The prophet Elijah, the famous, if elusive Passover seder guest, is not as well known for his slaughter of pagan prophets. The Book of I Kings (18:40) records such an incident. King Ahab and his wife, Jezebel, sought to exact revenge for this deed, which caused Elijah to flee to the desert where he had several supernatural encounters (I Kings 19:1-12). The most dramatic and powerful of these occurred when God commanded Elijah to stand at a nearby mountain:

And lo, the Lord passed by. There was a great and mighty wind, splitting mountains and shattering rocks by the power of the Lord; but the Lord was not in the wind. After the wind — an earthquake; but the Lord was not in the earthquake. After the earthquake — fire; but the Lord was not in the fire. And after the fire — a still, small voice.

In awesome displays of nature that should have provided potent evidence of God, God was absent. But in the quiet of the cold desert night, the still, small voice issued forth from the wilderness. Thus, the biblical author suggests that individuals often look in the wrong places when seeking God in thunder, lightning, gale-force winds, violent temblors and cataclysmic cosmic events.

Examine the biblical accounts of the matriarchs and patriarchs, and more often than not they received affirmation of God's presence in the most stark, desolate places, often when least expected. No Cecil B. DeMille-type theatrics announce God's momentary break into time and history; they simply occur in the stillness of the barren desert.

Bemidbar, this week's Torah portion, means "in the wilderness." It is also the Hebrew name of the Book of Numbers, which deals with the desert experience of the emerging Israelite nation. The desert-wandering Israelites are known in Jewish tradition as Dor haMidbar, the wilderness generation. This is a pejorative term for our ancestors doomed to live out their lives wandering from place to place, without ever entering the Promised Land, because they sought the divine in a golden idol rather than in the stillness of the desert wasteland.

Nevertheless, Bemidbar sets the tone for later biblical notables to find the presence of God in the desert. For example, Jonah, fleeing from God, sought refuge in the desert under the shade of a miraculous vine that grew up and perished in a single night. It was there that this reluctant prophet acceded to God's prophetic call.

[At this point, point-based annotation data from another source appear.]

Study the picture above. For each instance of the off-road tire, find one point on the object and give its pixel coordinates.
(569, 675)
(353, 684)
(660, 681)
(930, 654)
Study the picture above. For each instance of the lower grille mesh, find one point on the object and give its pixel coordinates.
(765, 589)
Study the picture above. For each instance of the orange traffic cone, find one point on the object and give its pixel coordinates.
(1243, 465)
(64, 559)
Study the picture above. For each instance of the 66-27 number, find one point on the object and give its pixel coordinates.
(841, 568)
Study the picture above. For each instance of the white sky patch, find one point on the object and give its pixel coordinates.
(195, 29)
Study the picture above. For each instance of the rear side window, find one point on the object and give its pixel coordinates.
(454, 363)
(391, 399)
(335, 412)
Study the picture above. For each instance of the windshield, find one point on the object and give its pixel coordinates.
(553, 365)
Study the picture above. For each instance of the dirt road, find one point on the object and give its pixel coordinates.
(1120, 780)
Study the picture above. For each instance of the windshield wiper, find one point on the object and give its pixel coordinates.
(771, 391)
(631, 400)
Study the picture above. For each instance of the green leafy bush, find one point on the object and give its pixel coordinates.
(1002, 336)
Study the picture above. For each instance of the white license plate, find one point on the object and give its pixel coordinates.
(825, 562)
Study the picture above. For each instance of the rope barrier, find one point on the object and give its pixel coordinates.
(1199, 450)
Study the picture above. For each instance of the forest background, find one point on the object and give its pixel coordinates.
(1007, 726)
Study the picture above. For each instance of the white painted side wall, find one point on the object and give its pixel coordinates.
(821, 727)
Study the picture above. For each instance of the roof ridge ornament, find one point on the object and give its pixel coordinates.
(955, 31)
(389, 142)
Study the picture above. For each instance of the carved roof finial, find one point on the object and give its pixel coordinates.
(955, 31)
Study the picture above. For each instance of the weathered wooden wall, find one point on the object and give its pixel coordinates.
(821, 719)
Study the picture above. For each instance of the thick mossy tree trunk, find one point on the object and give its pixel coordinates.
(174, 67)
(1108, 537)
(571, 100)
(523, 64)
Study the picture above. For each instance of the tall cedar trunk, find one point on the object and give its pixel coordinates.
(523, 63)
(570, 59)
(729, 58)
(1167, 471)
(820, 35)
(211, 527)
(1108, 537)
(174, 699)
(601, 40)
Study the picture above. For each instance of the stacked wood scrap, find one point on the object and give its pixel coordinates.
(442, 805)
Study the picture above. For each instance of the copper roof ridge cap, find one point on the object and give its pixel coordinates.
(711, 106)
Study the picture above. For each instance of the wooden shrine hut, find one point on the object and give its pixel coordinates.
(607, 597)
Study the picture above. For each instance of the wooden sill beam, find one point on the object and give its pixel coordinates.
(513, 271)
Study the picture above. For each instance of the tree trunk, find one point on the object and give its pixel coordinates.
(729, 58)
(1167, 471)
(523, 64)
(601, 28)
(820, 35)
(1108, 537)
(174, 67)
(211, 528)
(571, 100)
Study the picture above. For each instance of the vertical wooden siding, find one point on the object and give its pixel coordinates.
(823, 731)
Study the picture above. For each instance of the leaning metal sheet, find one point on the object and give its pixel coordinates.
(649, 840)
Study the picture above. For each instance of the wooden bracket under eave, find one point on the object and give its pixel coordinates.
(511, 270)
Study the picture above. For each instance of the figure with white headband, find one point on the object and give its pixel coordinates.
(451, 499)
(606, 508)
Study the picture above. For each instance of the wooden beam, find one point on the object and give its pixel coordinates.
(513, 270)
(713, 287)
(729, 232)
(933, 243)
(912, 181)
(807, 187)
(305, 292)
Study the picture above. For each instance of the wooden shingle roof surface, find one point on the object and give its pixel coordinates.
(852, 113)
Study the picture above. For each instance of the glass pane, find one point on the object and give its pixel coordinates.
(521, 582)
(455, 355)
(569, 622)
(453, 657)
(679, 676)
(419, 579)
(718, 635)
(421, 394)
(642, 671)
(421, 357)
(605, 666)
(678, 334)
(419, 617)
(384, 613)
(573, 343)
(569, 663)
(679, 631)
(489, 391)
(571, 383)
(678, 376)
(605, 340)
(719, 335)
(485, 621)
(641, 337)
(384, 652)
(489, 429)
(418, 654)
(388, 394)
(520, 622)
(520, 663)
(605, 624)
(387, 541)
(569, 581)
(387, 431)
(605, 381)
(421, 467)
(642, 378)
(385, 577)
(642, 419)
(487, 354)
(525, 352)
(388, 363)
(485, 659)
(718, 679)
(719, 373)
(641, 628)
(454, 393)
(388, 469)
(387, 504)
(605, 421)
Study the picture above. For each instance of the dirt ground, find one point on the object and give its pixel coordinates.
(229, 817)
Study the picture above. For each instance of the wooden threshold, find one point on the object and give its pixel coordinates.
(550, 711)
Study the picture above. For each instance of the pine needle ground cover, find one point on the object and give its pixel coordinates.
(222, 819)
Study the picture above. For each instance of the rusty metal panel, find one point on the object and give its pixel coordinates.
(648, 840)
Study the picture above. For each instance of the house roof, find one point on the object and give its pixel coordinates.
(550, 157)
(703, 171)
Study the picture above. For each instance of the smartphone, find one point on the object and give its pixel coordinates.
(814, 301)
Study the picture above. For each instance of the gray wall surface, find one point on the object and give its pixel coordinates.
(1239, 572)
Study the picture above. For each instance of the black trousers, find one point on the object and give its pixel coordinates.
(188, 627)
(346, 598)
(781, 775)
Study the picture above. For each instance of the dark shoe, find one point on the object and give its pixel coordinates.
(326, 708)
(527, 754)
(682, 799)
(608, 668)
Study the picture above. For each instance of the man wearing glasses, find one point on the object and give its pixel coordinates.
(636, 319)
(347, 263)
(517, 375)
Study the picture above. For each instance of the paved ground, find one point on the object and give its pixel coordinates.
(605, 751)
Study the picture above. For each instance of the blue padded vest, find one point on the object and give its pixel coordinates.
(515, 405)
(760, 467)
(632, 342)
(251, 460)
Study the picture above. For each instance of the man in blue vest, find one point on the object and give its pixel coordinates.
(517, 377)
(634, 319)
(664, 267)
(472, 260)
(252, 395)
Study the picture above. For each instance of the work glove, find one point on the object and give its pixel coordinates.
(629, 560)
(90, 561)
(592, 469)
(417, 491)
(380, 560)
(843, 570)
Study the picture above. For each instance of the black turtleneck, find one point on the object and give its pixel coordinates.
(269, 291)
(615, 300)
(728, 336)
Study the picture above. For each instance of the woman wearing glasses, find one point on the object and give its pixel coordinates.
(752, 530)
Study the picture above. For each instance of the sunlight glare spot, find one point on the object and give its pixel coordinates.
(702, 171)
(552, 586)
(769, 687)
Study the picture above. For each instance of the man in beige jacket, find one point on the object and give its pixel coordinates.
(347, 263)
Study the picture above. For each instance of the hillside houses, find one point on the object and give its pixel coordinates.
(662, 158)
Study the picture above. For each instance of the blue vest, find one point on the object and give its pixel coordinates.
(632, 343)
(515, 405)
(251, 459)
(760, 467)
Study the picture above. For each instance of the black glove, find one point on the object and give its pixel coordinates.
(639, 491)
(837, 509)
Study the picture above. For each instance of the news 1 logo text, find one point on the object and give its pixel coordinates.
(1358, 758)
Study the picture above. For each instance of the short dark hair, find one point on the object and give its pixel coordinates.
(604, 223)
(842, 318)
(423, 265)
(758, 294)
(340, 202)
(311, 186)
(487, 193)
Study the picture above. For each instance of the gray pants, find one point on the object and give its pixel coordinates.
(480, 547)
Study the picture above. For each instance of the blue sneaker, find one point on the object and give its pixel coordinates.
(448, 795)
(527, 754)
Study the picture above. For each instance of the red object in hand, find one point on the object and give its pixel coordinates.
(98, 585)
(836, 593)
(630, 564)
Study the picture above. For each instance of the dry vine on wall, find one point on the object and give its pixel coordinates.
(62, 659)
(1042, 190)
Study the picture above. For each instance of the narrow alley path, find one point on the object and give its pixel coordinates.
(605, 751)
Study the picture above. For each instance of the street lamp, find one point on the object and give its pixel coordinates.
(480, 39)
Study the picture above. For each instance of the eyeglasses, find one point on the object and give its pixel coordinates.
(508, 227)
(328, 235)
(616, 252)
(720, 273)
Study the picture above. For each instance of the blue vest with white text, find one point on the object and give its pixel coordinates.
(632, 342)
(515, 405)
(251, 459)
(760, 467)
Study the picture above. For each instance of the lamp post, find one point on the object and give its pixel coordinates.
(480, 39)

Moses escaped to the desert when he feared retribution for having killed an Egyptian taskmaster. In that uninhabited wilderness, he sighted the unconsumed fiery bush and received his unexpected, unwanted call. Centuries later, ascetic Shimon bar Yohai fled the Roman rulers and lived in a desert cave for 12 years, where he became the progenitor of mystical tradition.

The Essenes, the writers of the Dead Sea Scrolls, moved their entire community to Qumran on the shores of the Dead Sea in the unrealized hope that they might live peacefully, far away from the oppressive Romans. They sought to commune with God, carefully recorded their theology on parchment and then vanished forever.

How much like the Dor haMidbar we modern Jews are! We often feel that we have lost the way and we start our search again and again. Sometimes, rare though it may be, we are privileged to hear the voice of God — not in the thunder, wind, lightning or earthquake — but in a still, small voice. If we are among the lucky few, we may feel the tug that Elijah felt, an allure best described by Denise Levertov's poem entitled "The Thread," in which: "Something is very gently,/ invisibly, silently,/ pulling at me — a thread/ or a net of threads/ finer than cobweb and as/ elastic."

No matter where we may live, we are all desert wanderers who hope to stand in the shoes of Elijah, at least for one rare moment, to hear the still, small voice that calls to us, but which is heard only by an extraordinarily few seekers.